28 Jul Psychological and Emotional Preparation for Offshore Sailing – Part 5
Emotional reactions and responses
It is true that our cognitive system and emotional system are closely linked, and yet we can treat them as discrete systems. Some of the discussion above certainly applies to the emotional system, however, it is important to devote attention to this system on its own. Here it becomes a question of “Can I control my emotions in times of stress?” Can I respond and react appropriately so that I can function well when things get difficult, when I’m fatigued; when I’m frustrated or when I’m bored. The good news again, is that we can learn to be more emotionally robust or resilient.
The question I’m often asked is “how do I become more mentally tough?” The answer to this is both complex and simple. The complexity involved with this answer is beyond the scope of this discussion. The short and simple answer goes like this. Dry land training is a term used to describe any additional training one does – like going to the gym or going running for example – that will make one better equipped to perform well in any sport. This same principle applies to developing mental toughness. In this case, because we are talking about developing the skills to manage our thoughts and emotions, literally any waking moment is an opportunity for dry land training for mental toughness. Literally any situation I encounter in the normal course of my day is an opportunity to test my reactions and responses.

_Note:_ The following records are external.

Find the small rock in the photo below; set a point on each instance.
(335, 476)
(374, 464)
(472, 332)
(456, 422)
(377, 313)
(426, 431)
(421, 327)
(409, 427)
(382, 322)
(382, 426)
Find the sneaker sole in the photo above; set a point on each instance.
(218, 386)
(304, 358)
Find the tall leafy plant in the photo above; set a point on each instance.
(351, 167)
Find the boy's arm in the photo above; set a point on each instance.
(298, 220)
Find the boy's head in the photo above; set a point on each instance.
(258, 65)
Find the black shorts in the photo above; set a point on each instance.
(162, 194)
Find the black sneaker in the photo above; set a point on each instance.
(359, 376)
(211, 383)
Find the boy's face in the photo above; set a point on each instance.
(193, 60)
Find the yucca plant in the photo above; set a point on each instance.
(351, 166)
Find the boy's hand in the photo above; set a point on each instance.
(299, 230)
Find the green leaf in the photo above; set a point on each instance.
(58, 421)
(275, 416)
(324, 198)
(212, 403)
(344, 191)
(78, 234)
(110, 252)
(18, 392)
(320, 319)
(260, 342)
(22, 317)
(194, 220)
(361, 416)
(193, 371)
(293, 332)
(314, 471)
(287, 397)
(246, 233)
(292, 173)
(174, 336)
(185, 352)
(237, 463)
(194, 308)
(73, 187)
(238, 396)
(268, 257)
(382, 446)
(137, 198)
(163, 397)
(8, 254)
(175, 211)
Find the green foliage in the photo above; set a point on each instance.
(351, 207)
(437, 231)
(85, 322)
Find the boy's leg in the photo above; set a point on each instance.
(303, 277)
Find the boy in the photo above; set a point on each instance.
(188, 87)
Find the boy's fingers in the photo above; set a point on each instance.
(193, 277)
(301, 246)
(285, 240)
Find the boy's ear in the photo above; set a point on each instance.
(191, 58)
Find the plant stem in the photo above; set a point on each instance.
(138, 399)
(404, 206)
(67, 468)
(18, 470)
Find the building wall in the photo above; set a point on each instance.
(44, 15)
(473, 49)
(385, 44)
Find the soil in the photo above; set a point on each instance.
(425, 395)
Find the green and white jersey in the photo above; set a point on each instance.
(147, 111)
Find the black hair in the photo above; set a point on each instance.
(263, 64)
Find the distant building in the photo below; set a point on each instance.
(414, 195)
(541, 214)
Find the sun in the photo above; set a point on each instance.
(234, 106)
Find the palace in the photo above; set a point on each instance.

I can start with asking simple questions like “is my reaction or response to this situation helping or not helping?” If the truthful answer is its not helping, well then I’ve just given myself the opportunity to determine what a better reaction or response might be and then systematically work at making the alternative (better) response the typical response.
Does this seem simplistic? It is. There is no mystery to this strategy. It simply requires me to be more mindful of how I function, truthful in terms of understanding fully the results of my reactions and responses and disciplined in changing my reactions or responses if I recognize my current ways of reacting or responding are not helpful. In the same manner as any training, we need to know where our current thresholds are, and then consciously seek out situations that are more and more demanding. As I learn to manage myself in one context, I will learn what works and what does not, and then use this information to function well in more difficult or more challenging situations.
In other words, the training and preparation required for offshore sailing is learning to be okay with the unknown. Learning to be okay with being out of our comfort zone. Learning to embrace challenge and adversity.
One final thought, based on my experience of sailing across the Atlantic with one other person, that is, I found I had to come to grips with my mortality. This was an unexpected line of thinking for me. Early in the voyage, I realized that there was a point at which I was literally beyond help – unless some random rescuer happened to come along. I spent two days coming to grips with the fact that no matter how much preparation we had done, and how well prepared we thought we were, random and unexpected things can and do happen from time to time. Things we simply cannot prepare for. It was this realization I had to come to grips with and make peace with. I had to accept the fact that something beyond our control might happen and that a series of events could possibly lead to my death. And I had to be okay with that. It was a difficult thought process to work through, and yet the result was highly rewarding. A level of peace settled in that has remained with me to this day. I know that it contributed substantially to my feeling a sense of calm and clear thinking in times of challenge.
In conclusion, we must remember the purpose of this discussion, and that is to understand the emotional and cognitive dimensions of performance. The purpose of this discussion is to get us thinking about how we can prepare ourselves mentally and emotionally for the challenges of a long offshore passage. In other words, how can I manage myself well emotionally and cognitively when I lose sight of shore.